Cyber, Uplift Level 1: “Security controls and detections at a level generally aligned with RAND SL 2. A model at this capability level could help fairly well-resourced threat actors carry out severe cyber attacks on targets like critical businesses, national government entities, and critical national infrastructure with lower resource expenditure, potentially increasing the frequency of such attacks significantly. However, as above, cyber defense may improve to diminish the impact of AI-assisted cyber attacks. Similarly, the ambiguous net costs of exfiltration count against security levels with higher costs to innovation.”
Machine Learning R&D, Uplift Level 1: “Security controls and detections at a level generally aligned with RAND SL 3. Unrestricted access to models at this level of capability could significantly increase an actor’s ability to progress to yet more powerful models and other critical capabilities. The exfiltration of such a model may therefore have a significant effect on society’s ability to adapt to and govern powerful AI systems, effects that may have long-lasting consequences. Substantially strengthened security is therefore recommended.”

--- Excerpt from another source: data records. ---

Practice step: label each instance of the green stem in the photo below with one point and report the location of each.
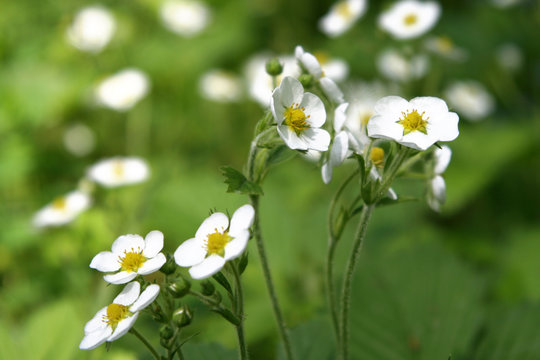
(145, 342)
(240, 313)
(268, 278)
(332, 242)
(347, 281)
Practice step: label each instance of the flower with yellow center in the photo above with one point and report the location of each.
(418, 123)
(131, 255)
(342, 16)
(115, 320)
(217, 241)
(299, 116)
(62, 210)
(119, 171)
(408, 19)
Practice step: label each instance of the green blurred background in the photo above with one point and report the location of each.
(464, 282)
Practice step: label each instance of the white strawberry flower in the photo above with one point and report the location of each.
(299, 116)
(115, 320)
(131, 255)
(408, 19)
(217, 241)
(119, 171)
(418, 123)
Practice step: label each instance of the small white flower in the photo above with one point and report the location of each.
(260, 84)
(418, 123)
(395, 66)
(131, 255)
(216, 241)
(221, 86)
(92, 29)
(408, 19)
(119, 171)
(185, 18)
(122, 90)
(115, 320)
(342, 16)
(62, 210)
(299, 116)
(470, 99)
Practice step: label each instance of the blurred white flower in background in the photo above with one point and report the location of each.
(122, 90)
(62, 210)
(185, 17)
(119, 171)
(79, 139)
(470, 99)
(260, 85)
(397, 67)
(509, 56)
(92, 29)
(408, 19)
(342, 16)
(222, 86)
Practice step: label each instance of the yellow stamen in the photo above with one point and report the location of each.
(295, 118)
(377, 156)
(215, 244)
(410, 19)
(115, 313)
(132, 261)
(413, 121)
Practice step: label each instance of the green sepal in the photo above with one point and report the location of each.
(238, 183)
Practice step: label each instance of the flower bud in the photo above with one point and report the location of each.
(169, 267)
(179, 288)
(274, 67)
(182, 316)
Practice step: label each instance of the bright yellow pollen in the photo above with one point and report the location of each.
(295, 118)
(115, 313)
(413, 121)
(343, 9)
(132, 261)
(215, 244)
(59, 204)
(377, 156)
(410, 19)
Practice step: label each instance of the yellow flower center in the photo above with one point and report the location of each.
(410, 19)
(377, 156)
(215, 244)
(59, 204)
(131, 261)
(413, 121)
(344, 9)
(116, 313)
(295, 118)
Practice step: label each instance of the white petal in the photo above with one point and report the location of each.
(210, 266)
(96, 323)
(123, 327)
(242, 219)
(121, 277)
(127, 243)
(94, 339)
(314, 109)
(316, 139)
(190, 252)
(129, 294)
(105, 261)
(147, 297)
(237, 245)
(152, 265)
(216, 221)
(153, 243)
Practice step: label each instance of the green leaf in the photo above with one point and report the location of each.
(238, 183)
(419, 304)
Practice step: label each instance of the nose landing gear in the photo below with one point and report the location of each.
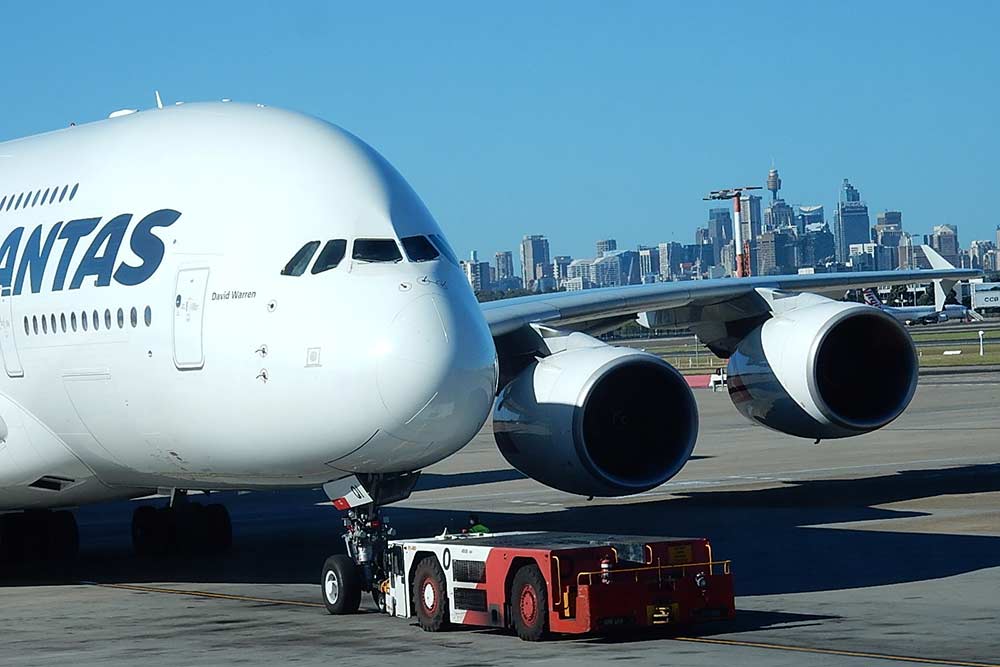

Machine Learning R&D, autonomy level 1: “We recommend security controls and detections at a level generally aligned with RAND SL 4 for this capability threshold, but emphasize that this must be taken on by the frontier AI field as a whole. Unrestricted access to models at this level of capability could give an actor with adequate computational resources the ability to reach capabilities much more powerful than those in the other CCLs listed in a short amount of time. This could be catastrophic if there is no effective way of defending against rapidly improving and potentially superhuman AI systems wielded by threat actors. Therefore, we recommend models at this level of capability have exceptional security even though they may have substantial innovation costs.”